With a std 700 wheel, a 46x16 will give you a 76" gear.


----------



## raleighnut (26 May 2018)

Look in BMX shops, quite common for them to use 14T screw on freewheels.


----------



## Sharky (26 May 2018)

raleighnut said:


> Look in BMX shops, quite common for them to use 14T screw on freewheels.


Do the bmx ones have the same thread diameter? Couldn't see any reference to it when just googled, but I did see one which you could get in either RH or LH drive, which I've not seen before.


----------



## raleighnut (26 May 2018)

Sharky said:


> Do the bmx ones have the same thread diameter? Couldn't see any reference to it when just googled, but I did see one which you could get in either RH or LH drive, which I've not seen before.

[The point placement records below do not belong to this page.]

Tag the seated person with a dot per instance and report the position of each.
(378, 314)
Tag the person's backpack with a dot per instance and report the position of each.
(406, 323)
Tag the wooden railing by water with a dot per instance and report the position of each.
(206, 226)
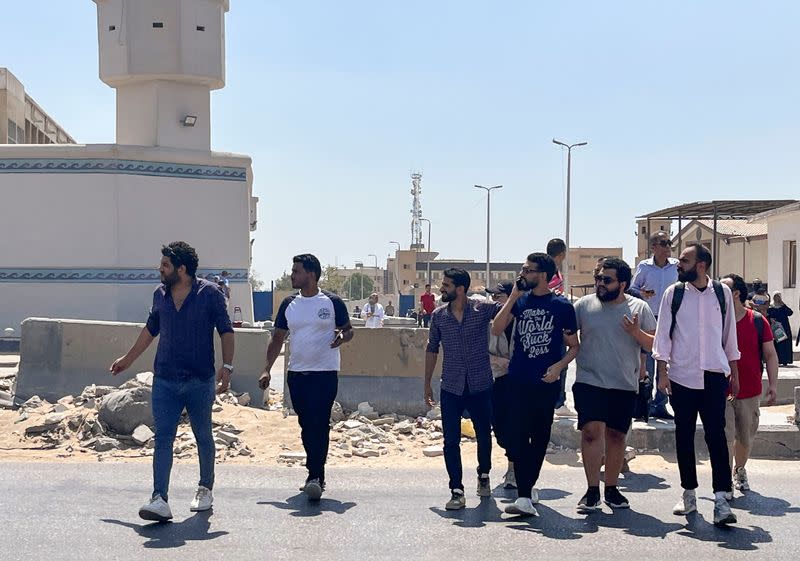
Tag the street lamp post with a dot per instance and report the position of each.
(397, 268)
(429, 247)
(488, 206)
(569, 147)
(376, 267)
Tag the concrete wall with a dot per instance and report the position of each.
(385, 367)
(60, 357)
(72, 219)
(782, 228)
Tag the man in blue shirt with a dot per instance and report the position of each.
(545, 323)
(185, 312)
(652, 278)
(467, 381)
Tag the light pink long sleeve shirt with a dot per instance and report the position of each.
(699, 342)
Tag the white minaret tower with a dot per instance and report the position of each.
(163, 57)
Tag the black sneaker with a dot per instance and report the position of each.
(590, 502)
(484, 486)
(614, 498)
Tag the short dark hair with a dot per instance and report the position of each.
(310, 263)
(621, 267)
(555, 247)
(544, 262)
(181, 253)
(703, 254)
(738, 284)
(657, 236)
(459, 277)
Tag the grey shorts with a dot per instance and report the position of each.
(741, 420)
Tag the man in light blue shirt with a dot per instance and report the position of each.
(652, 278)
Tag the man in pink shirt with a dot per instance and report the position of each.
(696, 337)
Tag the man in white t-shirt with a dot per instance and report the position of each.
(373, 312)
(319, 324)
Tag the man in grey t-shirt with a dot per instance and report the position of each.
(613, 328)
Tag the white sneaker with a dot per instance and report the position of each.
(203, 499)
(156, 509)
(313, 490)
(722, 511)
(522, 506)
(565, 411)
(740, 482)
(686, 504)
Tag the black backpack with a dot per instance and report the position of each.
(677, 298)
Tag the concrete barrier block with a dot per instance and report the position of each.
(60, 357)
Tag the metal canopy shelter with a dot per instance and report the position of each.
(715, 210)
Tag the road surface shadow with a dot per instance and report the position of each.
(729, 537)
(475, 517)
(759, 505)
(165, 535)
(301, 506)
(552, 524)
(641, 482)
(633, 523)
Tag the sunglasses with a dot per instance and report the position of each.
(604, 279)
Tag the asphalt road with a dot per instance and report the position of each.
(89, 511)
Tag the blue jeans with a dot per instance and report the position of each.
(170, 396)
(479, 406)
(659, 402)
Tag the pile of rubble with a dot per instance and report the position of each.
(117, 421)
(366, 434)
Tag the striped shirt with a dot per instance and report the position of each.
(465, 366)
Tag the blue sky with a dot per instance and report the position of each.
(337, 102)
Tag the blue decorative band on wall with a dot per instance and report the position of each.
(127, 167)
(104, 276)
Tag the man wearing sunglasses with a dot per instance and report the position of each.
(613, 328)
(652, 278)
(545, 323)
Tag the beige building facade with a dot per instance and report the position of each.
(22, 120)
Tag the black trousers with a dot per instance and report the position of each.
(312, 396)
(530, 409)
(709, 403)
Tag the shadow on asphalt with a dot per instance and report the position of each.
(758, 504)
(730, 537)
(165, 535)
(641, 482)
(301, 506)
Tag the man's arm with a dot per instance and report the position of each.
(506, 313)
(141, 344)
(771, 358)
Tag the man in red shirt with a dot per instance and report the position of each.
(428, 302)
(742, 410)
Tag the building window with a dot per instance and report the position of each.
(790, 264)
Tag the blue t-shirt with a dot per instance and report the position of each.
(538, 338)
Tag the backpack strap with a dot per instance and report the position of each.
(758, 318)
(677, 298)
(723, 307)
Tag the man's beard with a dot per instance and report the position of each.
(608, 295)
(688, 276)
(169, 280)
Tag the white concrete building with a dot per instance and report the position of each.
(783, 226)
(85, 223)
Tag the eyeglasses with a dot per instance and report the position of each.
(604, 279)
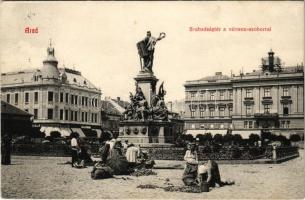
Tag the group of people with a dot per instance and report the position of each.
(197, 174)
(116, 158)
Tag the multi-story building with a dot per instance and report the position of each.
(269, 99)
(60, 99)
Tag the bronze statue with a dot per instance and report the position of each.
(146, 49)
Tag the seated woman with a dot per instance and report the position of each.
(209, 172)
(191, 167)
(118, 162)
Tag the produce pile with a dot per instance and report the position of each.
(148, 186)
(143, 172)
(189, 189)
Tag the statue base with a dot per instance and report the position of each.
(148, 133)
(147, 82)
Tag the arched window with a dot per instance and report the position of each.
(286, 110)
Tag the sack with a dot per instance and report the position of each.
(101, 172)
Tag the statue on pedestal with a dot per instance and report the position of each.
(146, 48)
(138, 108)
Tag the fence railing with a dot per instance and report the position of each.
(161, 153)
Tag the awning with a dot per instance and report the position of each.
(195, 132)
(246, 133)
(79, 131)
(48, 130)
(65, 132)
(99, 132)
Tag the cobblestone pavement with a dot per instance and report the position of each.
(41, 177)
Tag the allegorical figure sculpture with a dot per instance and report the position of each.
(146, 48)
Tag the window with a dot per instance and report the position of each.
(230, 110)
(230, 94)
(35, 113)
(61, 114)
(245, 124)
(61, 98)
(8, 98)
(212, 95)
(212, 110)
(66, 115)
(201, 110)
(285, 109)
(266, 109)
(50, 96)
(72, 99)
(222, 97)
(249, 93)
(193, 113)
(16, 98)
(35, 97)
(248, 110)
(26, 97)
(50, 113)
(202, 95)
(267, 92)
(285, 91)
(67, 97)
(221, 112)
(250, 124)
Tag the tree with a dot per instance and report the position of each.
(237, 139)
(295, 138)
(55, 134)
(253, 138)
(201, 138)
(187, 137)
(228, 138)
(218, 138)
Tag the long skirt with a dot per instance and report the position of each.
(190, 174)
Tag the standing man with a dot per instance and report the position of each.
(150, 43)
(6, 149)
(132, 154)
(74, 148)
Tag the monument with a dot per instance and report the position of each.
(147, 120)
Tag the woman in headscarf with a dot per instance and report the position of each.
(191, 166)
(118, 162)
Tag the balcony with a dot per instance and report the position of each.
(286, 100)
(267, 100)
(248, 101)
(266, 115)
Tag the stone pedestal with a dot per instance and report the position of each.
(147, 132)
(147, 82)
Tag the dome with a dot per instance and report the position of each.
(49, 68)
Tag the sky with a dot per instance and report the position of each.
(99, 39)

I'm pretty sure 'cheapo' BMX bikes use the standard threaded type, some do use a weird 'integrated freewheel' with loads of tiny bearings hence my suggestion of going to a *shop* rather than providing a link (plus the OP is 'over the pond')


----------



## rogerzilla (13 Aug 2018)

BMX freewheels are the standard thread. I have a Shimano one on my singlespeed.


----------



## midlife (13 Aug 2018)

Put on a Dicta SS to get you up and running while you find a vintage one


----------